False Love
by Assimbya
Summary: Trapped alone beneath the Opera House, waiting for Erik to return, Christine muses on life and death.


He left her there perfect, a porcelain doll, her golden curls arrayed around her head, her skin smooth and pale and perfect (he could not resist running a hand over it, making sure that it was real, as he had done a thousand times), her blue eyes closed in what looked like peaceful sleep. He nearly lowered his lips to her forehead and planted a kiss there, but didn't, for that would be blasphemous, for a demon to presume to kiss an angel. So he merely left.

When she awoke, her mind was still dazed by the chloroform. She managed to get to her feet, but it took several moments until she could fully comprehend where she was. When she did, though, there was a sinking feeling in the pit of her stomach. She was his prisoner, _again, _she was his prisoner. And this time she doubted that the only chains holding her there would be the chains of his voice.
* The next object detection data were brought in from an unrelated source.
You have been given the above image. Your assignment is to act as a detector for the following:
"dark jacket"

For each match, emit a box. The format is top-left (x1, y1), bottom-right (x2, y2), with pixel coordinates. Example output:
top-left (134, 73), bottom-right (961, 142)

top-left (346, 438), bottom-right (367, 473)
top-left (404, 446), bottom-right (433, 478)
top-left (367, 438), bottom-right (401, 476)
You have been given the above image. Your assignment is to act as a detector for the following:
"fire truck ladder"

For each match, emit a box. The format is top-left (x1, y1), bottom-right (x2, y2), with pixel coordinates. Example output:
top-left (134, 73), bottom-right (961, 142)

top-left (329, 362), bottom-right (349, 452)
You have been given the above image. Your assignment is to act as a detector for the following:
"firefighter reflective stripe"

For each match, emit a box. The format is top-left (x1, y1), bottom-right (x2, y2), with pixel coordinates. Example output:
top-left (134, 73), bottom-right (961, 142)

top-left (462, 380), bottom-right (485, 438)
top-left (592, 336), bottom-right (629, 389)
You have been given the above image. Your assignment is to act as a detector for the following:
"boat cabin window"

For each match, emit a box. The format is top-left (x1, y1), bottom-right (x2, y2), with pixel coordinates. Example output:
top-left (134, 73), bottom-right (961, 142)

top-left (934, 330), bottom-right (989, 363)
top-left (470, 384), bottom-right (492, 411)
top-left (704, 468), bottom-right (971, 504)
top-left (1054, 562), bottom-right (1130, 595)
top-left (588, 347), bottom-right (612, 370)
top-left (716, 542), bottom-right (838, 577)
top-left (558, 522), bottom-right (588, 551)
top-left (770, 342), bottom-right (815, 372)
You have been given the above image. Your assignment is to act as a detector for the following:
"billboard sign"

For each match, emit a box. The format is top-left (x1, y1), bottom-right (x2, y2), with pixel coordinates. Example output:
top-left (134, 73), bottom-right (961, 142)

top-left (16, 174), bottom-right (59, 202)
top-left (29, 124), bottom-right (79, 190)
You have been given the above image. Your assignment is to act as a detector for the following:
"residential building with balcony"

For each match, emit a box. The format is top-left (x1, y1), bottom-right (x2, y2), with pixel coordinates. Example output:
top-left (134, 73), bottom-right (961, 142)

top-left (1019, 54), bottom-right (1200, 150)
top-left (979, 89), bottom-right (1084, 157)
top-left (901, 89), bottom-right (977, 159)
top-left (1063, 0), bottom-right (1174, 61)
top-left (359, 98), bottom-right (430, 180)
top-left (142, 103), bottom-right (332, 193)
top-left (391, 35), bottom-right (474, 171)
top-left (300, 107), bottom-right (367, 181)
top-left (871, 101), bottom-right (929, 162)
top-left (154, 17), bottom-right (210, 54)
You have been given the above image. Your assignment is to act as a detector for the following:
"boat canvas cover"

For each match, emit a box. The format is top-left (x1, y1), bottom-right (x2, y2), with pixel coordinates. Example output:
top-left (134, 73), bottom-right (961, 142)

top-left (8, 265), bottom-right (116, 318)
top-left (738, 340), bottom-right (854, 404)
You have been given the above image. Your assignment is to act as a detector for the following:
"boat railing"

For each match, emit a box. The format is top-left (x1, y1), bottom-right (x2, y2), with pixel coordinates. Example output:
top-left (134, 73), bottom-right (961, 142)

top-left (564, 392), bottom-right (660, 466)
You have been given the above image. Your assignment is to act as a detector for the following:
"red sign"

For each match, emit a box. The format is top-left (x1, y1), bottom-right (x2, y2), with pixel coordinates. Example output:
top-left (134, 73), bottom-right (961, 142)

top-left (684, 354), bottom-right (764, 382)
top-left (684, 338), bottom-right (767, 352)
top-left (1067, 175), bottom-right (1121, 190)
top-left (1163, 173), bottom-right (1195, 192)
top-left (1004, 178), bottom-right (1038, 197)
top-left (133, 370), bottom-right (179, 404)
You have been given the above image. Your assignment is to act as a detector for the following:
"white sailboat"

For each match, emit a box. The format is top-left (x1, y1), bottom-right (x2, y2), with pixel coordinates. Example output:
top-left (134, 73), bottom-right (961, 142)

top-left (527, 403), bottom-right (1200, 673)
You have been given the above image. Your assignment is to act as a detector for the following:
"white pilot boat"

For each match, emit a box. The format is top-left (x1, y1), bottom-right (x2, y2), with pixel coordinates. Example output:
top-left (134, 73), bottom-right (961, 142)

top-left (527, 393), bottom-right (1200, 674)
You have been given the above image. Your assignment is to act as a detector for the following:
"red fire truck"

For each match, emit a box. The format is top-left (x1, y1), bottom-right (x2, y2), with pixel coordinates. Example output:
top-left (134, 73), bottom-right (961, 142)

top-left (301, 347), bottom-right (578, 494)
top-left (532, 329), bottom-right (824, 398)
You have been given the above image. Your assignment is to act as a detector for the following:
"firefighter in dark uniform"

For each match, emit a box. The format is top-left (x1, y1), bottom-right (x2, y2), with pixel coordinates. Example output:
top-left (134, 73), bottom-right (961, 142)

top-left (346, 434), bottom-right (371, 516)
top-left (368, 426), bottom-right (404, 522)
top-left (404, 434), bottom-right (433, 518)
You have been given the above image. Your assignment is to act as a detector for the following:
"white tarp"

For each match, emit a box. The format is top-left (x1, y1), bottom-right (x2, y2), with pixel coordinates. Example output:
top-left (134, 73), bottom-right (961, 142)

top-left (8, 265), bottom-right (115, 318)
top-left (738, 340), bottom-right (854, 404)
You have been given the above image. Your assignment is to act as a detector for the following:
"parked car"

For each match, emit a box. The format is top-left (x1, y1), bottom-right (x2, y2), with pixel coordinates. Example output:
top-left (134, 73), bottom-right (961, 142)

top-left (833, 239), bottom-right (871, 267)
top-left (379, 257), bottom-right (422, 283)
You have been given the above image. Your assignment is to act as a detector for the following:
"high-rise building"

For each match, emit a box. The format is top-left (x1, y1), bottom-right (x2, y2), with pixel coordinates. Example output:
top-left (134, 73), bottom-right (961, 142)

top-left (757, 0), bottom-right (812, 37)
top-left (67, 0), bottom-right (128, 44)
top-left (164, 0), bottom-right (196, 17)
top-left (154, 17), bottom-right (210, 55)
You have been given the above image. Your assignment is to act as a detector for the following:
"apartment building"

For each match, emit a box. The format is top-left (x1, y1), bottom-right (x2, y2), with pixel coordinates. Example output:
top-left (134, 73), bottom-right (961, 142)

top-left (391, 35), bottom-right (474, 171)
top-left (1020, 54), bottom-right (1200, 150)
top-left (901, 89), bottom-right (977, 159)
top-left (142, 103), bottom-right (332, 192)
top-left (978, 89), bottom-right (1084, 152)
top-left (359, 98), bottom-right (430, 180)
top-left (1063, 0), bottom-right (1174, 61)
There was a book there. It seemed incongruous in that place of shadows and music and mysteries and temptation and death. It is bound in leather, which is worn, as though someone read it a thousand times, pouring over each line and word. She picked it up, and saw that there is one word there, embossed in gold. _Othello._

She knew the opera all too well. She had sung it with him a thousand times, their voices combining in complete joy, though the lyrics were full of sorrow and pain. But she had never read the play, both her father and Mama Valerius not really caring too much about her classical education. So she opened the book to a random page, trying desperately to distract herself, to not think about the smell of death, or the fire of Erik's eyes.
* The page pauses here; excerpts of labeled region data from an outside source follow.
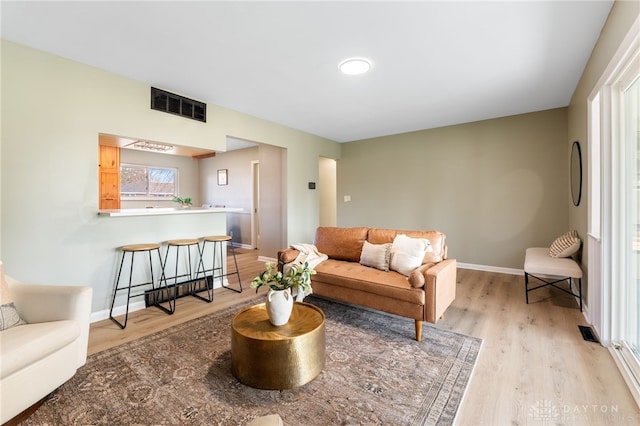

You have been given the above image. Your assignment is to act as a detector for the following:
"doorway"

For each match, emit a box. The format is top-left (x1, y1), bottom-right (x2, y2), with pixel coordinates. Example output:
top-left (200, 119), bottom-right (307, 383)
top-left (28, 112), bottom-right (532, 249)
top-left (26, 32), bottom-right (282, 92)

top-left (251, 161), bottom-right (260, 250)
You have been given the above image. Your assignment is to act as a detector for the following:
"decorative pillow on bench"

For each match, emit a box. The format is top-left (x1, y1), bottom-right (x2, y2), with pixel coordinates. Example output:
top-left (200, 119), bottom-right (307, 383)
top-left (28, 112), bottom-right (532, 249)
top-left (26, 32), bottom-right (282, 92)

top-left (389, 234), bottom-right (432, 276)
top-left (549, 230), bottom-right (581, 257)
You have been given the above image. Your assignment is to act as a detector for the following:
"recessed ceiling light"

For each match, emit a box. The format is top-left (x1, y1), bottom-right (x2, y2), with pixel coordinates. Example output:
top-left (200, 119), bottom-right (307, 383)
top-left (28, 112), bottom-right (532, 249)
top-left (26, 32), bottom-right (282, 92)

top-left (338, 58), bottom-right (371, 75)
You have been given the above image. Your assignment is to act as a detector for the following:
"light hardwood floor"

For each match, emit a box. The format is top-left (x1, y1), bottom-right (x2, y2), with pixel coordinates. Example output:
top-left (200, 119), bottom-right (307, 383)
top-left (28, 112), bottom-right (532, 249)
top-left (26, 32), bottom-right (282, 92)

top-left (89, 250), bottom-right (640, 426)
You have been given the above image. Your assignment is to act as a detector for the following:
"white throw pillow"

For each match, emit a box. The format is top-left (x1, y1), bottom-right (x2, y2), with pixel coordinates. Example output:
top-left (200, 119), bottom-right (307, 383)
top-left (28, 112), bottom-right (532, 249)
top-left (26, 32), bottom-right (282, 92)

top-left (360, 241), bottom-right (391, 271)
top-left (0, 262), bottom-right (26, 331)
top-left (389, 234), bottom-right (433, 276)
The page she opened up to was when Othello was about to kill Desdemona. Othello spoke of confessing sins, of Desdemona making her piece with God before Othello sent her to the world beyond this one. He spoke of not wishing to kill his young wife's soul.

Christine began to mouth the words in the book as Desdemona pled for her life. "Kill me tomorrow, let me live tonight…" Her voice was hoarse, her throat clogged with unshed tears.
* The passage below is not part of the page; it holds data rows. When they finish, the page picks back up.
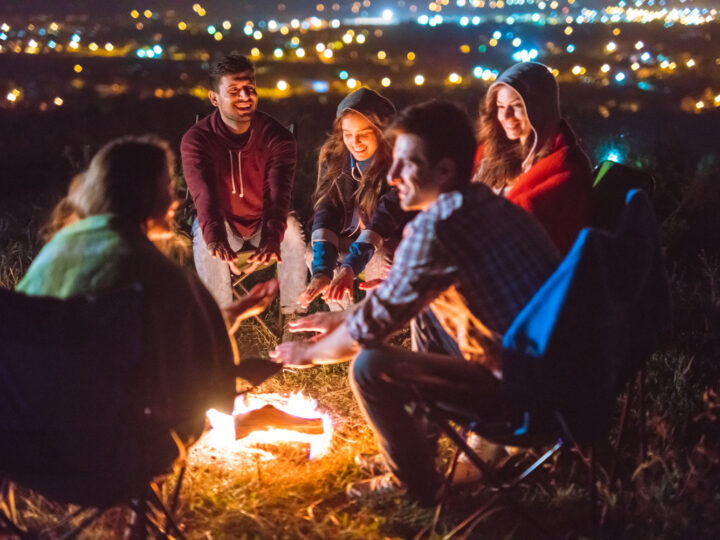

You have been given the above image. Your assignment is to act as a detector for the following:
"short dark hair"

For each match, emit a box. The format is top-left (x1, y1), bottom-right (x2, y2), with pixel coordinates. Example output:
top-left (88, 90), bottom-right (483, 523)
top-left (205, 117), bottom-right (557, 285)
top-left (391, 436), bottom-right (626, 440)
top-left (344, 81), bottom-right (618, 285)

top-left (210, 54), bottom-right (255, 91)
top-left (389, 99), bottom-right (477, 188)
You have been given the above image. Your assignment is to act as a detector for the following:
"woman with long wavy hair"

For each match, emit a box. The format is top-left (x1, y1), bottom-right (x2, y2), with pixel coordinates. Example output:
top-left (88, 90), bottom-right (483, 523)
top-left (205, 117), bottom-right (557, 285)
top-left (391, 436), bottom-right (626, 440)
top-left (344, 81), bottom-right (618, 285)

top-left (474, 62), bottom-right (592, 253)
top-left (300, 88), bottom-right (412, 309)
top-left (17, 136), bottom-right (276, 453)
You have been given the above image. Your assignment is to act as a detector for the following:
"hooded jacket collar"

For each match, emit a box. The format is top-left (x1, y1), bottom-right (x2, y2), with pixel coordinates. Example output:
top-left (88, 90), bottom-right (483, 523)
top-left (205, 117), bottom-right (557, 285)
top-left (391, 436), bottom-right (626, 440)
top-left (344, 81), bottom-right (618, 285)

top-left (210, 109), bottom-right (257, 152)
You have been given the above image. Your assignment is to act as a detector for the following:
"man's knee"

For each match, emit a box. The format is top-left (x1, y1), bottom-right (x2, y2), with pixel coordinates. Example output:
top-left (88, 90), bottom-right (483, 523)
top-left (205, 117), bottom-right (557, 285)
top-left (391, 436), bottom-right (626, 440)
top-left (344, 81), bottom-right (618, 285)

top-left (350, 347), bottom-right (392, 388)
Othello did not listen to Desdemona. As she pleaded, "But while I say one prayer!" (words that Christine spoke too, compelled as though in a trance, and indeed she knew what those felt like) he told her that it was too late, and right then and there killed her.

Didn't Erik know that he was the same as Othello? Didn't Erik know that he was killing her? Erik who slept forever in a coffin until perhaps his eyes closed for the last time and his bed became his tomb, Erik who wrote operas that would be never heard except by the dead, Erik with his hands that smelled of death and his face like a corpse. He was surrounding her by his world of death, and it suffocated her, as Othello suffocated Desdemona. She was being pulled under by it, and she knew that if she stayed here with Erik, buried alive underneath the world she loved, then she would lie down next to him every night in his coffin, and the awful smell of death would be all around her, and perhaps she would smell of it too, in time. Perhaps she would grow so skeletal and wretched that she too seemed a monster to the outside world. And one day she would lie down in the coffin, and death would suffocate her and she would never wake up.

No. Not for the ecstasy of forever hearing the voice of an angel would she endure living death.

Better to die now, quickly, then slowly at his side.

Yes, she could die now, and she could see Erik in either Heaven or Hell, for, wherever he went, she was certain to go as well. He couldn't have so long to live; no one could live very long with death around them constantly. And in the next life, perhaps his face would be healed, and he would have an outward beauty to match his voice. In Heaven, at least. And in Hell, she would be as deformed as him, for their souls must be equal, even if hers was not so stained with blood.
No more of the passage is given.